You may not believe this, but when the Macintosh first came out everything about the user interface had to be explained. How to click a button, how to select an item from a menu, how to drag an item from one place to another. Oh, it was way easier to use a Mac than any other computer, but the conventions we now take for granted weren’t conventions yet because no one had experience with mice, menus, windows, and icons. All of these features seem intuitive to today’s users because they learned them as children and don’t remember not knowing them.
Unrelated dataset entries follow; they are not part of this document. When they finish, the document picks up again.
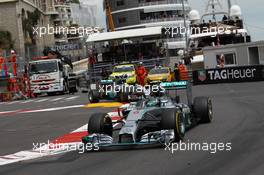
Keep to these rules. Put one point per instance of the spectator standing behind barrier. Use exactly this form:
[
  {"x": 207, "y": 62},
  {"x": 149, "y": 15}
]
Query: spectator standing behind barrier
[
  {"x": 176, "y": 72},
  {"x": 3, "y": 67},
  {"x": 104, "y": 73},
  {"x": 183, "y": 72},
  {"x": 13, "y": 61},
  {"x": 141, "y": 74},
  {"x": 91, "y": 61}
]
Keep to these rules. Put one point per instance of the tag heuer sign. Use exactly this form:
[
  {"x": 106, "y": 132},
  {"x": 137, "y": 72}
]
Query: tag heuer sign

Jef Raskin wrote about this long ago in a paper with the wonderfully summarizing title “Intuitive Equals Familiar.” Here’s Raskin saying it better than I have:

As an interface designer I am often asked to design a “better” interface to some product. Usually one can be designed such that, in terms of learning time, eventual speed of operation (productivity), decreased error rates, and ease of implementation it is superior to competing or the client’s own products. Even where my proposals are seen as significant improvements, they are often rejected nonetheless on the grounds that they are not intuitive. It is a classic “catch 22.” The client wants something that is significantly superior to the competition. But if superior, it cannot be the same, so it must be different (typically the greater the improvement, the greater the difference). Therefore it cannot be intuitive, that is, familiar. [emphasis mine]

Let’s think about it another way. Here’s the layout of cab controls in a Caterpillar D5 dozer. Every D5 comes with an operator’s manual, and no one would expect otherwise, even though Caterpillar’s designers do their best to make the controls discoverable, comfortable, and easy to use; even though equipment operators are expected to be trained; and even though there are conventions for control design among construction equipment manufacturers.

Cat D5 cab

A typical Mac app has more controls—buttons, sliders, menu items, whatever—than the cab of a D5. Anyone can buy an app and start using it with no training whatsoever. And yet somehow it shouldn’t have an operator’s manual?

The desire to make computer programs as easy to use as possible is admirable, and the success developers have had in doing so benefits us all. But a little instruction here and there wouldn’t hurt.


  1. John Siracusa’s comments about Overcast’s settings on the latest ATP episode match up with my experience.